This week, justArts spoke with Ayelet Schrek ’17, the director for the Undergraduate Theater Collective’s production of The Love of the Nightingale, about the upcoming show.

JustArts: What motivated you to join the production of Nightingale?

Ayelet Schrek: When I saw For Colored Girls last semester—I’ve directed before—and when I saw For Colored Girls I realized that I needed to direct this semester. I went home and I read two plays. I read The Love of the Nightingale and I actually also read Ruined, funny enough. I decided I didn’t have enough ownership over Ruined, and I decided that I would propose Love of the Nightingale. Last semester, we had so many conversations in the UTC about gender and race, and I wanted that to be something that we continued talking about through theater. So I proposed Nightingale, and it happened.

JA: When you said you felt like you had to direct, what did you mean by that?

AS: I do a lot of theater, obviously. More and more I’ve been gravitating towards directing and playwriting, and less and less acting, although I still love acting. I directed my first year for [Boris’ Kitchen] and then I was like, yep! I’m gonna’ direct this year. The question was what kind of theater do I want to be doing, because I was going to do something. So I just decided it would be directing.

JA: Do you have an ideal cast in mind, and if so, what would they be like?

AS: It’s a 16-person cast. Which is a lot. I’m actually thinking very specifically about this cast, because I want to do a racially conscious casting. It’s really important to me that this be a discussion, and that every person who wants to can be represented in this play. One of the issues we get with theater is that certain people get represented more than others, or have more opportunities than others. Usually white men are the people who get the biggest opportunities. So this play definitely gives opportunities to both men and women, and also anyone who is not of [those] genders, you know, again, [are] welcome to audition. Also, although it’s not explicit in the text that it’s about race, there’s so much language in there—a lot of themes of otherness—and it’s a really good play to racialize and bring that element in. I want my female leads to be black, I want certain roles to be people of color.

The play is about sexual violence. Sexual violence can be gendered, and it can also be racialized. So I really want to talk about all [of] those things.

JA: Did you expect have any challenges as director?

AS: My number one fear right now is casting. It’s going to’ be really intense. Last time I did a common casting, I cried and I was only casting six people. This is going to be a really intense experience. But I’m excited. Having been here for two years and [seen] all the incredible talent, I’m not worried in that way. I’m just hoping that I get to cast the way I want to.

[Directing] is going to be a challenge, because I definitely have fear about the topics I’m dealing with. I mean, sexual violence is a really hard thing to talk about. And race is a hard thing to talk about. So I want to make sure that [through] the conversations I’m having, I create a safe environment.

JA: Do you have a favorite scene of the play?
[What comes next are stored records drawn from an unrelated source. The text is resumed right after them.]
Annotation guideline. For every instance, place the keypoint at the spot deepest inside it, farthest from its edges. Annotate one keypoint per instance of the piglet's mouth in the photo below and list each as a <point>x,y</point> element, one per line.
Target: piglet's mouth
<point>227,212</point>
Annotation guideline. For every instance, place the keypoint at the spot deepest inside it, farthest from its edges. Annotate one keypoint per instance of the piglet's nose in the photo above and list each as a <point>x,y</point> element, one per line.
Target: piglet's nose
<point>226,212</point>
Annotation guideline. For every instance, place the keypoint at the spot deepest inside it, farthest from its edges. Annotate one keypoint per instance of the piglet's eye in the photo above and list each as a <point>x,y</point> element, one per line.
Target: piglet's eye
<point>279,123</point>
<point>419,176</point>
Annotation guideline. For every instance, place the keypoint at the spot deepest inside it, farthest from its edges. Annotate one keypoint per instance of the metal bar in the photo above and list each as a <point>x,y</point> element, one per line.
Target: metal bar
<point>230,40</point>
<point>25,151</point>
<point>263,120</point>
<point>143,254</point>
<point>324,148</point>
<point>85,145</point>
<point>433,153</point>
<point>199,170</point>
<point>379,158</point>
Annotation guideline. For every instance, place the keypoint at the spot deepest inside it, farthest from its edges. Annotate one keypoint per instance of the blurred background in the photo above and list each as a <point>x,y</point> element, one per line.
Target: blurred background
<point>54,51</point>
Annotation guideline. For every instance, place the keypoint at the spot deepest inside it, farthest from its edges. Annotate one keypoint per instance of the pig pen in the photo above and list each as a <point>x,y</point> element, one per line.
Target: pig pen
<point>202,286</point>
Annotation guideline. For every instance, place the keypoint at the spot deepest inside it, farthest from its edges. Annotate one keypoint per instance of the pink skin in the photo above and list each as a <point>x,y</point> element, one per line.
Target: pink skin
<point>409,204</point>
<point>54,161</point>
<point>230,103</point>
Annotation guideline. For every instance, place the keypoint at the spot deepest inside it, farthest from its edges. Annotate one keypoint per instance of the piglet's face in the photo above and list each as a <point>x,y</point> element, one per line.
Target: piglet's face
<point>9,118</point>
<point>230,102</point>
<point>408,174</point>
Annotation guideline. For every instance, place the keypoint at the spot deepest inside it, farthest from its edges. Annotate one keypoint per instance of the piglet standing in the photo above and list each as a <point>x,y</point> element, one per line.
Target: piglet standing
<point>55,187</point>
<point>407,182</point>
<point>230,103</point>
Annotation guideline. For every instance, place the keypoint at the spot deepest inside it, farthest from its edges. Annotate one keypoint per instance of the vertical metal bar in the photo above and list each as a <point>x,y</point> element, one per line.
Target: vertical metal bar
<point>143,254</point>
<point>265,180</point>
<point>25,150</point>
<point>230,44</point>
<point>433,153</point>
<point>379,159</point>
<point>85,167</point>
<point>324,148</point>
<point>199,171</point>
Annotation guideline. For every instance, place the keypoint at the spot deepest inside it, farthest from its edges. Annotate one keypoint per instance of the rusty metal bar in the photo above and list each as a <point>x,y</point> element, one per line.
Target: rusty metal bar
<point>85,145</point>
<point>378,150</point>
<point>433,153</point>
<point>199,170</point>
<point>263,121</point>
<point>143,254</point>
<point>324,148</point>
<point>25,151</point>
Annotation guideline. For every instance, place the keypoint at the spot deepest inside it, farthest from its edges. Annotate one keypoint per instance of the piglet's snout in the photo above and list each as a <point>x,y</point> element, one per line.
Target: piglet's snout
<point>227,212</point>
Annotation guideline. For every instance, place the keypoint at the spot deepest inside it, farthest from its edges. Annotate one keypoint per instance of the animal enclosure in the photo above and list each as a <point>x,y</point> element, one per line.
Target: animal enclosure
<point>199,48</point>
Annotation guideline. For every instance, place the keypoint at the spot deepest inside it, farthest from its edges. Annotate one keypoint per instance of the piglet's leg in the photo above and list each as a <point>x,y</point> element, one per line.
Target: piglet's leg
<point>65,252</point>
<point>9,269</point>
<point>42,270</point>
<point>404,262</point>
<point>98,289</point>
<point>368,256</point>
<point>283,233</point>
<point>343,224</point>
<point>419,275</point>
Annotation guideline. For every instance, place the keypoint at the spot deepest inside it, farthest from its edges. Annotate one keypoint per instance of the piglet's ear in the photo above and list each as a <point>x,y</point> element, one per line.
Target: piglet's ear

AS: No.The writing itself is very stylized—it’s mythic. There are moments of the plays that are more intense than others. Each moment kind of is its own thing too. You have moments where you have a scene between the two sisters, and they’re just talking, and it’s more naturalistic. Then you have moments where the chorus is directly addressing the audience, or is commenting on the play they’re seeing. You have a play within a play. You have singing, you have dancing, you have acrobatics, and this weird, life-size-doll dance puppet show thing. You have stage violence.

Each moment kind of brings its own aspect to the play. So I don’t necessarily have a favorite. For me, the way it all comes together is what’s so exciting about it.

JA: What do you hope the audience will take away from the show?

AS: I have different hopes for the audience.First the hope is that people will come to the show, and I think people will. Then the hope is that people get something from it, but I don’t necessarily want to limit what that is. In the ideal world, this play could spur us all to talk about things like violence, and racialized and gendered violence. Maybe our campus would start really dealing with those issues, and continue to deal with those issues. I just think I want people to—maybe people who haven’t been as comfortable talking about those things—to maybe gain some comfort talking about them. Or maybe feel uncomfortable but talk about it anyway. Or just enjoy a show. That’s enough too. Each person is going to’ take away their own thing. And I don’t need a united audience. If one person walks away and says, ‘oh that was entertaining!’ and another person walks away and says ‘that moved me at some core space in myself, and now I have to go explore some of these things,’ that’s also great.

Whatever people are going to get, is what they’re going to get. I know personally, I’ve seen shows that years later will still kind of be in my mind and influence me. Not necessarily in explicit ways. I would love for this to be a night of theater that people remember.